Click here to watch the interview:
CBS News correspondent Dr. Jon LaPook interviewed Manoj Bhargava, the founder and CEO of 5-Hour Energy about the concerns of the 5-Hour Energy shot. In the interview, Bhargava failed to present the 5 Cs of effective communication: concern, clarity, control, confidence, and competence. Here’s why:

  • Concern: Not once during the interview did Bhargava express any sympathy for the 13 deaths that were linked to his product. Although there is no actual evidence that his product caused the deaths, he still needs to display emotion because it shows that he has compassion.
  • Clarity: Bhargava’s reason for not labeling the amount of caffeine in the bottle because “people wouldn’t understand it” was confusing. He was also not clear about the demographics of his consumers. And while he gave a few numbers and percentages, he did not provide enough data or evidence support his answers.
  • Control: Bhargava does not have control of this crisis. He came unprepared and took no responsibility. He failed to present a plan and a possible solution.
  • Confidence: Bhargava continued to stand by his product and put blame and excuses on other products such as coffee, peanuts, and Monster energy drink. He became defensive when Dr. LaPook talked more in depth about the effects of caffeine and 5-hour energy shot vs. a cup of coffee.
  • Competence: It’s likely that Bhargava lost credibility in the eyes of consumers because he appeared to lack information about his own product. He was unsure of his product’s ingredients and also declined to say how many milligrams of caffeine were in one bottle.
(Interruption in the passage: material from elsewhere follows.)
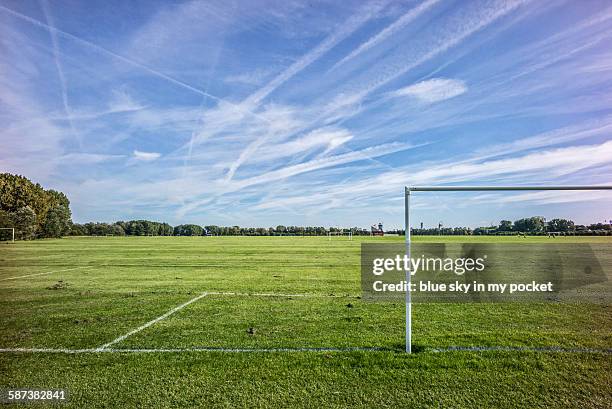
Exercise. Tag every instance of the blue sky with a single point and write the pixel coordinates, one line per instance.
(260, 113)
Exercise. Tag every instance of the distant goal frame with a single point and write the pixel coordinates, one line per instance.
(408, 192)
Crises happen all the time, but it’s how a company responds that determines their success or failure. Here is what you can learn from Bhargava’s mistakes:

  • Consistently scan and monitor for crises.
  • Contain the crisis by following the company’s crisis management plan. If there isn’t a plan, develop one.
  • Conduct follow up with both external and internal audiences.
  • Measure the effectiveness, and learn from it.